The Daily Parker

Politics, Weather, Photography, and the Dog

A guy who passed on tickets

In just a few days, back in the real world, my cousin and I will troop over to Wrigley Field to see if we want to move our season seats. Tribune reporter Josh Noel will not be there:

I signed up seven or eight years ago, back in the carefree days of the Cubs hovering closer to the orbit of playoff contender than worst team in baseball. Sure, they hadn't won a championship in nearly 100 years, but (cue the Cubs fan delusion) I'd grown up blocks from Wrigley Field and seen countless games in what remained one of baseball's most pastoral settings.
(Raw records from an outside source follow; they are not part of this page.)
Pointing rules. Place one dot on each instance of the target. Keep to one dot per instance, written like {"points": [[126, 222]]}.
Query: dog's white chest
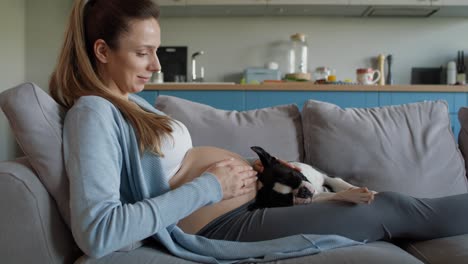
{"points": [[315, 177]]}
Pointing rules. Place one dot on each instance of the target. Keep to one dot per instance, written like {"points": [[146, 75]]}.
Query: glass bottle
{"points": [[298, 54]]}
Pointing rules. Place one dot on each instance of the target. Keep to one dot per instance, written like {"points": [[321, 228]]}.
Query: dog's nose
{"points": [[304, 192]]}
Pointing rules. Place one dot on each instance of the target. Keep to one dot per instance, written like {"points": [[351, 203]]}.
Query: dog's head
{"points": [[280, 185]]}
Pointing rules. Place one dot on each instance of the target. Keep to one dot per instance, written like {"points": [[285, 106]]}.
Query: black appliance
{"points": [[173, 60]]}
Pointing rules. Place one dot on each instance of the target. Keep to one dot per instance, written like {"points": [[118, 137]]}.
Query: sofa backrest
{"points": [[408, 148], [37, 120]]}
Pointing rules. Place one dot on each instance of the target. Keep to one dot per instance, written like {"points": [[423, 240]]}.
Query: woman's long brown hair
{"points": [[75, 74]]}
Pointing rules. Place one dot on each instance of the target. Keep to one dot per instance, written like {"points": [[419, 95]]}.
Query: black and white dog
{"points": [[280, 185]]}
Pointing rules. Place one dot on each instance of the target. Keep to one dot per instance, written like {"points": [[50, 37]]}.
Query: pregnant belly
{"points": [[196, 161]]}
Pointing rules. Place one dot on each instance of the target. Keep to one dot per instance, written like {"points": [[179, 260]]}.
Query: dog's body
{"points": [[281, 185]]}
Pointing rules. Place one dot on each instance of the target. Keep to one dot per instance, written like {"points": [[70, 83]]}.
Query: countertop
{"points": [[305, 86]]}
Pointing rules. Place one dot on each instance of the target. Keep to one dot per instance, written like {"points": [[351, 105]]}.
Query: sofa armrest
{"points": [[31, 228]]}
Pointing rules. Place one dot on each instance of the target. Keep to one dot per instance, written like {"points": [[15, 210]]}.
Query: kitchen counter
{"points": [[304, 86]]}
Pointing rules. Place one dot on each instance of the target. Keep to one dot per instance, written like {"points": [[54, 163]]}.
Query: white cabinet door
{"points": [[226, 7], [308, 2], [313, 8], [225, 2], [392, 2], [171, 2]]}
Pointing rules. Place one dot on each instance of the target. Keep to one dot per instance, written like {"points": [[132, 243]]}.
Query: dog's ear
{"points": [[266, 159]]}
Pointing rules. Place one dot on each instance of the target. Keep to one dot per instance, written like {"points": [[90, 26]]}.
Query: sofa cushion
{"points": [[376, 252], [277, 129], [406, 148], [31, 228], [36, 120], [453, 250]]}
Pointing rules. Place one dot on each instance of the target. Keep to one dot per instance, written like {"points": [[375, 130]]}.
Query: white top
{"points": [[174, 149]]}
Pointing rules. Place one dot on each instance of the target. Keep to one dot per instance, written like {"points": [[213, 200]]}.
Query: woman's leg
{"points": [[390, 215]]}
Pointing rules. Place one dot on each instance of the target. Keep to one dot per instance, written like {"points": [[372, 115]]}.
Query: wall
{"points": [[45, 26], [12, 62], [232, 44]]}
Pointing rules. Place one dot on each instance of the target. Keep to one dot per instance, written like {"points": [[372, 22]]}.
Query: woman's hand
{"points": [[258, 166], [356, 195], [235, 177]]}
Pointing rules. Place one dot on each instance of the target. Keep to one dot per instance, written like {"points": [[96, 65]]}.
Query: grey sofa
{"points": [[34, 224]]}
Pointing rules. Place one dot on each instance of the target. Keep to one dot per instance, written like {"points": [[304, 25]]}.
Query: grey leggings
{"points": [[390, 215]]}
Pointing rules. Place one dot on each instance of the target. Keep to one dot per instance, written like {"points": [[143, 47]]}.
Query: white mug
{"points": [[367, 76]]}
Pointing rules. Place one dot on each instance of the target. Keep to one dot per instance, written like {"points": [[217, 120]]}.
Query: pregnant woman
{"points": [[134, 173]]}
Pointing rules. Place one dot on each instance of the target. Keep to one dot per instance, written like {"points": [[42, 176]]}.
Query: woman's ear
{"points": [[101, 50]]}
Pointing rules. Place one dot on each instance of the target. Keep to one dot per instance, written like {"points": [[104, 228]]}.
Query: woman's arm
{"points": [[93, 158]]}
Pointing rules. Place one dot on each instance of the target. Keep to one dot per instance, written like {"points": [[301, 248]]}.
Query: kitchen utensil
{"points": [[389, 79], [367, 76], [298, 58], [381, 62], [461, 75], [173, 60]]}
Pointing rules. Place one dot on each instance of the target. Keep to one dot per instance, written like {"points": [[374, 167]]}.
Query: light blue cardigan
{"points": [[118, 198]]}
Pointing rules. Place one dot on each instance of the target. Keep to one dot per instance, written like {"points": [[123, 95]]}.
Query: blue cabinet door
{"points": [[261, 99], [247, 100]]}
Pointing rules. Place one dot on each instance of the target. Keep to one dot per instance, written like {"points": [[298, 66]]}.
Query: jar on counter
{"points": [[321, 74], [298, 58]]}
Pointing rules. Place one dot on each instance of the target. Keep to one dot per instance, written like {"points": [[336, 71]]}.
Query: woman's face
{"points": [[129, 67]]}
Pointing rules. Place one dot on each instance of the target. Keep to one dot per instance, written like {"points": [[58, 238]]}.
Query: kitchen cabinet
{"points": [[225, 7], [225, 2], [308, 2], [171, 2], [349, 8], [313, 8], [391, 2]]}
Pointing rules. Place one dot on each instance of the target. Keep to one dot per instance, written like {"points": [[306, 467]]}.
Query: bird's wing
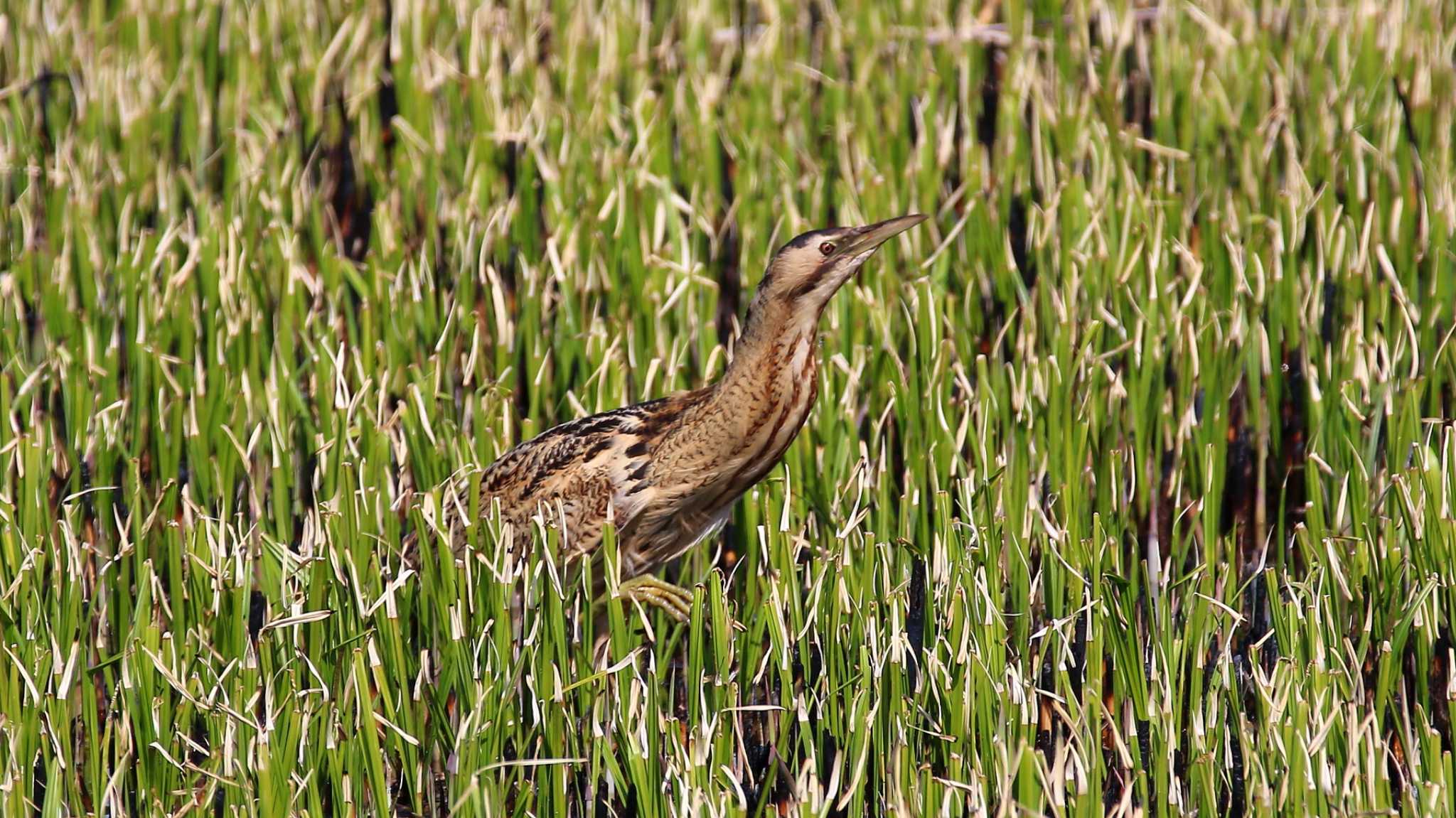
{"points": [[584, 466]]}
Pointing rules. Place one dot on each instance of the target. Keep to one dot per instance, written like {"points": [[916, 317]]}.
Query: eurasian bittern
{"points": [[672, 469]]}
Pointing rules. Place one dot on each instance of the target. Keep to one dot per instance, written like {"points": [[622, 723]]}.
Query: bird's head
{"points": [[807, 271]]}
The team was a free-spending, major-market bunch, and eventually the corks would start popping. When they did, I would be there.

Fast forward to the present. The Cubs are lousy again. Two of the team's best young players regressed last season. The manager picked to lead the team to a new era of respectability was fired after two seasons. Ownership is jockeying to turn a classic Chicago neighborhood into a giant Hard Rock Cafe (though to be fair, Wrigleyville's Hard Rockification began before the Ricketts family showed up).

Wrigley Field attendance has dipped five seasons in a row; last year's 2.64 million was the lowest tally in 15 years. Such decline, in theory, helps explain how my place on the waiting list finally came up. The Cubs ticket saleswoman laughed ruefully when I expressed surprise at her call.

So how did one of the most coveted tickets in town fall out of favor? Taylor has a theory: "Wrigley is fun, but winning is even more fun.

We went through the same calculation, but we decided last year to do it anyway. And who knows? They might win 70 games this year. Or 80.